Abstract:
This work addresses the challenges associated with analysis of data generated by
high performance computing (HPC) systems under data protection and privacy
requirements. The HPC systems are the workhorse of simulation science, enabling
unique insights across many disciplines (climate modeling, life sciences, weather
forecast, etc.). System monitoring and analysis of monitoring data are highly
significant for the efficient operation and research in performance optimization of
HPC systems. Such systems generate various and large volumes of data as they
operate, constituting a case of Big Data that challenges key data protection and
privacy principles. This paper describes the Data Analysis for Improving High
Performance Computing Operations and Research (DA-HPC-OR) project funded
through the Eucor - The European Campus EVTZ via the Seed Money program1.

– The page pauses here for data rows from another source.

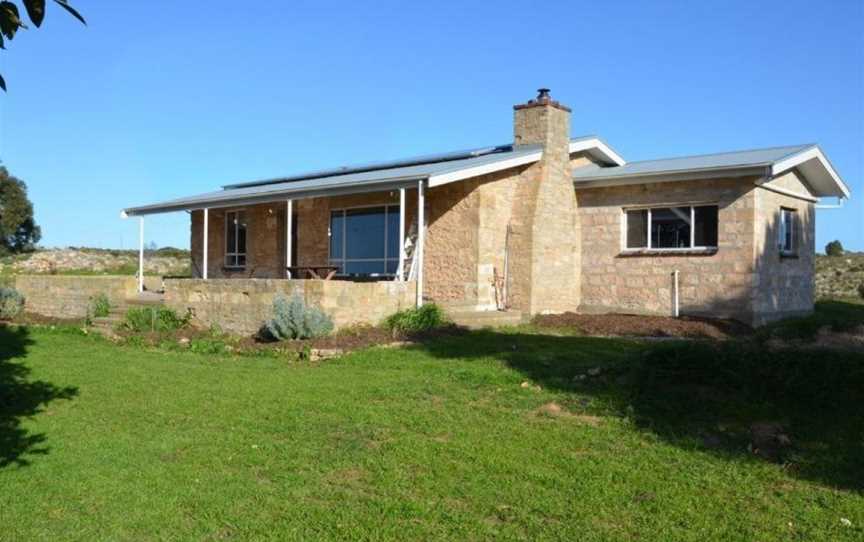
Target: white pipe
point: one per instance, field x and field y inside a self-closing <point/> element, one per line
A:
<point x="289" y="225"/>
<point x="400" y="270"/>
<point x="206" y="235"/>
<point x="421" y="240"/>
<point x="141" y="254"/>
<point x="675" y="298"/>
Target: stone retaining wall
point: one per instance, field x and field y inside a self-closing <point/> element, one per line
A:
<point x="64" y="296"/>
<point x="243" y="305"/>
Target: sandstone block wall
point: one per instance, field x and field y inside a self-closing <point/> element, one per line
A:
<point x="718" y="284"/>
<point x="62" y="296"/>
<point x="784" y="286"/>
<point x="243" y="305"/>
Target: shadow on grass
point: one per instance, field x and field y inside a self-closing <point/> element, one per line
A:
<point x="21" y="398"/>
<point x="713" y="397"/>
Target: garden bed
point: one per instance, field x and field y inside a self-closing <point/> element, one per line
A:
<point x="630" y="325"/>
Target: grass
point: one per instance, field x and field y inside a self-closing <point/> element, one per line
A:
<point x="439" y="441"/>
<point x="841" y="315"/>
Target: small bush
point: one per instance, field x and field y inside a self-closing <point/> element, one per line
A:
<point x="418" y="320"/>
<point x="154" y="319"/>
<point x="100" y="306"/>
<point x="292" y="319"/>
<point x="834" y="248"/>
<point x="11" y="303"/>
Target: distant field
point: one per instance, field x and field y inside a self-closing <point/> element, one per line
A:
<point x="839" y="277"/>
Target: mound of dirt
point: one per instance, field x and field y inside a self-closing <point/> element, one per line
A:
<point x="629" y="325"/>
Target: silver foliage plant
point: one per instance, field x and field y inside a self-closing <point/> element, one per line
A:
<point x="292" y="319"/>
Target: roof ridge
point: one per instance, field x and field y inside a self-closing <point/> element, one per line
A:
<point x="799" y="148"/>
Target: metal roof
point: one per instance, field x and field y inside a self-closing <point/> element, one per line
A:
<point x="722" y="160"/>
<point x="809" y="160"/>
<point x="345" y="181"/>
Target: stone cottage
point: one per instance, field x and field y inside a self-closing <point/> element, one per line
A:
<point x="547" y="223"/>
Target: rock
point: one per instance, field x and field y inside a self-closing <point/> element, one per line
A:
<point x="769" y="439"/>
<point x="318" y="354"/>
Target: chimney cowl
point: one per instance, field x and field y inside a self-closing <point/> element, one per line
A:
<point x="543" y="98"/>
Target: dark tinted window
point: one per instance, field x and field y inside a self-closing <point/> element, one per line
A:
<point x="706" y="226"/>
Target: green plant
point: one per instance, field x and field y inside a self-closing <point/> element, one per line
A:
<point x="834" y="248"/>
<point x="11" y="303"/>
<point x="146" y="319"/>
<point x="417" y="320"/>
<point x="292" y="319"/>
<point x="100" y="306"/>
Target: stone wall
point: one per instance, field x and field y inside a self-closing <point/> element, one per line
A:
<point x="66" y="296"/>
<point x="243" y="305"/>
<point x="717" y="284"/>
<point x="784" y="285"/>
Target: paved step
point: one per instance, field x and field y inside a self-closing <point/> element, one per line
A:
<point x="481" y="319"/>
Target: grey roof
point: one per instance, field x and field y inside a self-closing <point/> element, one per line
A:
<point x="370" y="178"/>
<point x="752" y="158"/>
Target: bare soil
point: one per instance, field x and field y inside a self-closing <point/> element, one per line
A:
<point x="630" y="325"/>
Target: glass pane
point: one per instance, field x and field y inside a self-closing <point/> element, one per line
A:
<point x="364" y="233"/>
<point x="706" y="226"/>
<point x="241" y="233"/>
<point x="364" y="268"/>
<point x="393" y="231"/>
<point x="670" y="228"/>
<point x="637" y="229"/>
<point x="337" y="223"/>
<point x="230" y="233"/>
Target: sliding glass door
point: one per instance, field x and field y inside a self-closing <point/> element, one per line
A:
<point x="364" y="241"/>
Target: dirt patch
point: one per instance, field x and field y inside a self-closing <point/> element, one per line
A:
<point x="554" y="410"/>
<point x="630" y="325"/>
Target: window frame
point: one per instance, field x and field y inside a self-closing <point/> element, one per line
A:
<point x="649" y="245"/>
<point x="781" y="230"/>
<point x="343" y="261"/>
<point x="236" y="254"/>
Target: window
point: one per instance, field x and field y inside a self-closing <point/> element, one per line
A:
<point x="786" y="233"/>
<point x="365" y="240"/>
<point x="235" y="239"/>
<point x="672" y="228"/>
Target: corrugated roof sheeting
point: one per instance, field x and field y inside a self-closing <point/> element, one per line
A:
<point x="737" y="159"/>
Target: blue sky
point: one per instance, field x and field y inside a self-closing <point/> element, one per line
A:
<point x="159" y="99"/>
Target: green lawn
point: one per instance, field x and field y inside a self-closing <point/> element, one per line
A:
<point x="440" y="441"/>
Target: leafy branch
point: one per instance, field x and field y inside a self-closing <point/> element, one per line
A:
<point x="10" y="19"/>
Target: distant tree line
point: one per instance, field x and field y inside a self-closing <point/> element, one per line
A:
<point x="18" y="230"/>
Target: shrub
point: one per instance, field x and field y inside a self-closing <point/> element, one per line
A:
<point x="292" y="319"/>
<point x="417" y="320"/>
<point x="154" y="319"/>
<point x="11" y="303"/>
<point x="100" y="306"/>
<point x="834" y="248"/>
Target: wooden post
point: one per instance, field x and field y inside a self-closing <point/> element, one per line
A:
<point x="421" y="240"/>
<point x="289" y="225"/>
<point x="206" y="234"/>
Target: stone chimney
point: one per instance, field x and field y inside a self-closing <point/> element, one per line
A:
<point x="546" y="273"/>
<point x="542" y="121"/>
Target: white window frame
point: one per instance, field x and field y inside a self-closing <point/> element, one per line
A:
<point x="343" y="261"/>
<point x="649" y="245"/>
<point x="236" y="254"/>
<point x="782" y="228"/>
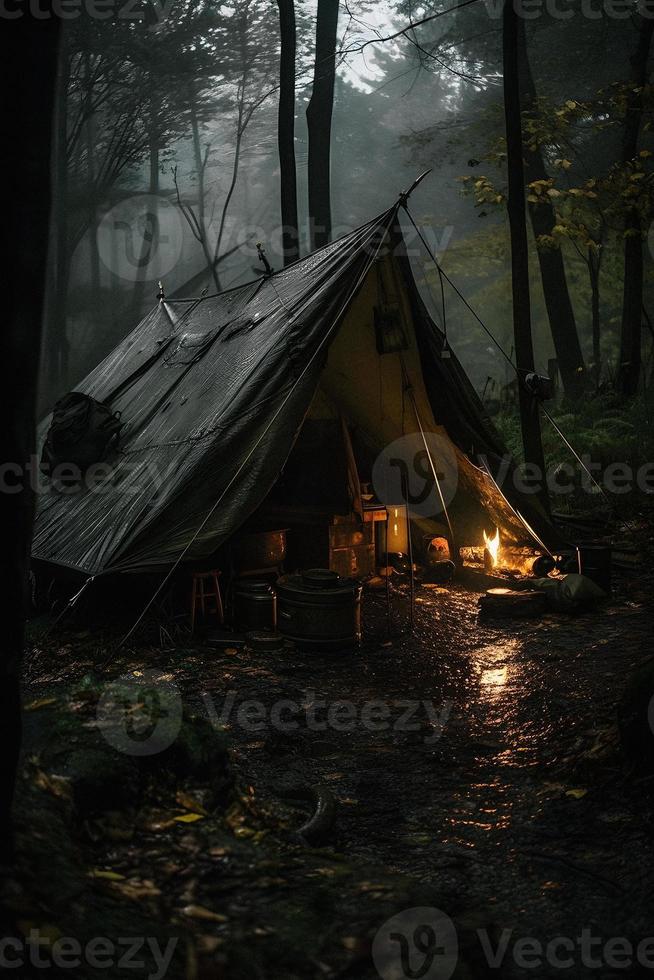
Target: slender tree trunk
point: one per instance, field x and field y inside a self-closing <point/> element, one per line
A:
<point x="243" y="118"/>
<point x="524" y="350"/>
<point x="286" y="131"/>
<point x="552" y="267"/>
<point x="594" y="262"/>
<point x="200" y="165"/>
<point x="632" y="300"/>
<point x="94" y="257"/>
<point x="319" y="120"/>
<point x="28" y="49"/>
<point x="57" y="333"/>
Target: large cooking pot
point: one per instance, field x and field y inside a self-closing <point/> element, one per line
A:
<point x="319" y="610"/>
<point x="259" y="550"/>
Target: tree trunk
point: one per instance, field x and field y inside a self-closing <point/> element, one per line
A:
<point x="94" y="256"/>
<point x="286" y="131"/>
<point x="552" y="267"/>
<point x="319" y="121"/>
<point x="56" y="331"/>
<point x="524" y="350"/>
<point x="28" y="51"/>
<point x="632" y="300"/>
<point x="244" y="115"/>
<point x="200" y="164"/>
<point x="594" y="262"/>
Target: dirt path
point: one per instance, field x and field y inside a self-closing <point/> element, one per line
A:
<point x="481" y="760"/>
<point x="519" y="803"/>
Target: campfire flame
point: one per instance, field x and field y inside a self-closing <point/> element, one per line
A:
<point x="493" y="547"/>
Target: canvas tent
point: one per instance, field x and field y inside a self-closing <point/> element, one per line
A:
<point x="213" y="393"/>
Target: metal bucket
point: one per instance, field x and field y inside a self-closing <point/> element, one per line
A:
<point x="319" y="609"/>
<point x="254" y="605"/>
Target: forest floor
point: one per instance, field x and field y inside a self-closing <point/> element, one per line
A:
<point x="486" y="783"/>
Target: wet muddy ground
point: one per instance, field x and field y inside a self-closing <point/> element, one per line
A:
<point x="480" y="759"/>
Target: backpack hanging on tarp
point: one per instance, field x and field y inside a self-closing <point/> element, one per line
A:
<point x="82" y="432"/>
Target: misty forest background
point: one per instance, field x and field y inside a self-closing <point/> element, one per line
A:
<point x="183" y="114"/>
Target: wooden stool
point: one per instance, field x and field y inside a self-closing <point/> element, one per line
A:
<point x="206" y="591"/>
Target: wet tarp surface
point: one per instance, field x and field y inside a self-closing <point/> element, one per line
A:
<point x="212" y="394"/>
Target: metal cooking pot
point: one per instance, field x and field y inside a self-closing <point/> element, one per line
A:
<point x="319" y="609"/>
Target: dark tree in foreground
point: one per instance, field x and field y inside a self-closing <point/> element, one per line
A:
<point x="28" y="65"/>
<point x="286" y="130"/>
<point x="552" y="268"/>
<point x="319" y="121"/>
<point x="632" y="305"/>
<point x="524" y="348"/>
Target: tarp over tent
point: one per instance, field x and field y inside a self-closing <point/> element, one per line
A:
<point x="213" y="392"/>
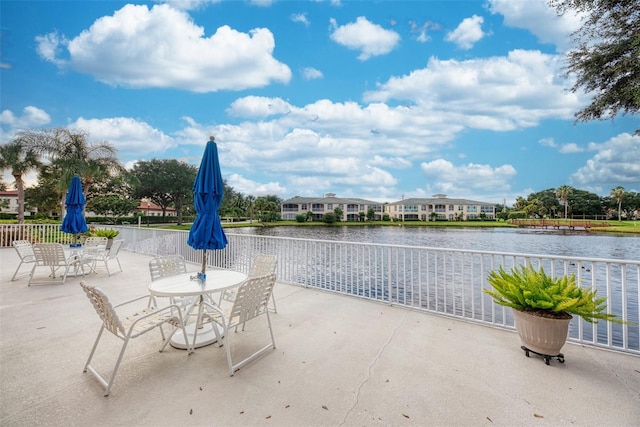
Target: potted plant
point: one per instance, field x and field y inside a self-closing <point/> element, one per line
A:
<point x="543" y="306"/>
<point x="109" y="233"/>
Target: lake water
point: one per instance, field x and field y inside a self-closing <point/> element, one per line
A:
<point x="520" y="240"/>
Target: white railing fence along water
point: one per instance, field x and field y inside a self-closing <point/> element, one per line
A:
<point x="448" y="282"/>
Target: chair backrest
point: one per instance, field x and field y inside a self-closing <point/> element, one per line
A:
<point x="115" y="248"/>
<point x="252" y="298"/>
<point x="263" y="264"/>
<point x="104" y="309"/>
<point x="24" y="249"/>
<point x="96" y="241"/>
<point x="168" y="265"/>
<point x="51" y="254"/>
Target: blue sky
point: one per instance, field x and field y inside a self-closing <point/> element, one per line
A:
<point x="380" y="100"/>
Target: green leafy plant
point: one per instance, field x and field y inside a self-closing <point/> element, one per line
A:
<point x="109" y="233"/>
<point x="532" y="290"/>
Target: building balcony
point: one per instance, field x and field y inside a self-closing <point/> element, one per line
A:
<point x="339" y="361"/>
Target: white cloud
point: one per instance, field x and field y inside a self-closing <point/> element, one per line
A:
<point x="258" y="106"/>
<point x="421" y="30"/>
<point x="571" y="147"/>
<point x="466" y="179"/>
<point x="391" y="162"/>
<point x="162" y="47"/>
<point x="247" y="186"/>
<point x="129" y="136"/>
<point x="189" y="4"/>
<point x="538" y="18"/>
<point x="369" y="38"/>
<point x="497" y="93"/>
<point x="301" y="18"/>
<point x="310" y="73"/>
<point x="467" y="33"/>
<point x="617" y="162"/>
<point x="547" y="142"/>
<point x="31" y="117"/>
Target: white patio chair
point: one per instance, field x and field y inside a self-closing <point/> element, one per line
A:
<point x="52" y="256"/>
<point x="25" y="252"/>
<point x="133" y="325"/>
<point x="95" y="241"/>
<point x="251" y="302"/>
<point x="104" y="256"/>
<point x="169" y="265"/>
<point x="262" y="264"/>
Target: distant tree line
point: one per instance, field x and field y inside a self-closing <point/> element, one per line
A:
<point x="111" y="191"/>
<point x="569" y="202"/>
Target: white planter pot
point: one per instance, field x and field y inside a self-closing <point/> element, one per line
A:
<point x="542" y="335"/>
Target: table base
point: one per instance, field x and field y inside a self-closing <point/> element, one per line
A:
<point x="205" y="336"/>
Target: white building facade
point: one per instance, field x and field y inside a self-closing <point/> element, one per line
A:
<point x="352" y="209"/>
<point x="440" y="207"/>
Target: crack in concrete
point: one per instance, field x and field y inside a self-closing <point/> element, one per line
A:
<point x="371" y="366"/>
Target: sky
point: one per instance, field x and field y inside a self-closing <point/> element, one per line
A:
<point x="380" y="100"/>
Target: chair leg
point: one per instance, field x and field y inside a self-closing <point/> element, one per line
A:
<point x="31" y="274"/>
<point x="93" y="350"/>
<point x="14" y="274"/>
<point x="115" y="369"/>
<point x="273" y="303"/>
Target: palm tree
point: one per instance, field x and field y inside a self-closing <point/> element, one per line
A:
<point x="20" y="160"/>
<point x="618" y="193"/>
<point x="562" y="193"/>
<point x="250" y="206"/>
<point x="71" y="152"/>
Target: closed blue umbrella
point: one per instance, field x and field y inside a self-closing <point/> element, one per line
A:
<point x="74" y="222"/>
<point x="208" y="189"/>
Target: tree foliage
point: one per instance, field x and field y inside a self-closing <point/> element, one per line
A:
<point x="21" y="160"/>
<point x="166" y="182"/>
<point x="112" y="207"/>
<point x="526" y="288"/>
<point x="606" y="57"/>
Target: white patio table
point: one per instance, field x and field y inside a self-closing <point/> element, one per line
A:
<point x="189" y="285"/>
<point x="77" y="252"/>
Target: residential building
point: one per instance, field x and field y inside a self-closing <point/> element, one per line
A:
<point x="147" y="208"/>
<point x="352" y="208"/>
<point x="9" y="201"/>
<point x="445" y="208"/>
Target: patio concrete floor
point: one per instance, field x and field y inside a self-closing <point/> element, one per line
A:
<point x="339" y="361"/>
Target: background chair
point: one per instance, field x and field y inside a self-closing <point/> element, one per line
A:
<point x="52" y="256"/>
<point x="133" y="325"/>
<point x="95" y="241"/>
<point x="250" y="303"/>
<point x="105" y="255"/>
<point x="169" y="265"/>
<point x="25" y="252"/>
<point x="262" y="264"/>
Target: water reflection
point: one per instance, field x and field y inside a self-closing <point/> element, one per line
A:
<point x="532" y="241"/>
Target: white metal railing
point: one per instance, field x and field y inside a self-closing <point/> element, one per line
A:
<point x="448" y="282"/>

The main goal in this project is the analysis of data collected since July 2016 on
the HPC system (NEMO) at the University of Freiburg in order to improve their research and operations activities. Data collected on the sciCORE cluster in Basel
will be used to validate the knowledge extracted from NEMO. This knowledge
will be used to improve the monitoring, operational, and research activities of the
three HPC systems (Freiburg, Basel, and Strasbourg). Data protection requires
legal monitoring the relevant Swiss, German, and EU legislation. Compliance
with such laws will be ensured via data de-identification and anonymization prior
to analysis. We leverage the HPC, legal, and data analysis expertise of the
consortium to develop solutions that can be transferred to other Eucor members
at no additional legislative inquiries or overheads.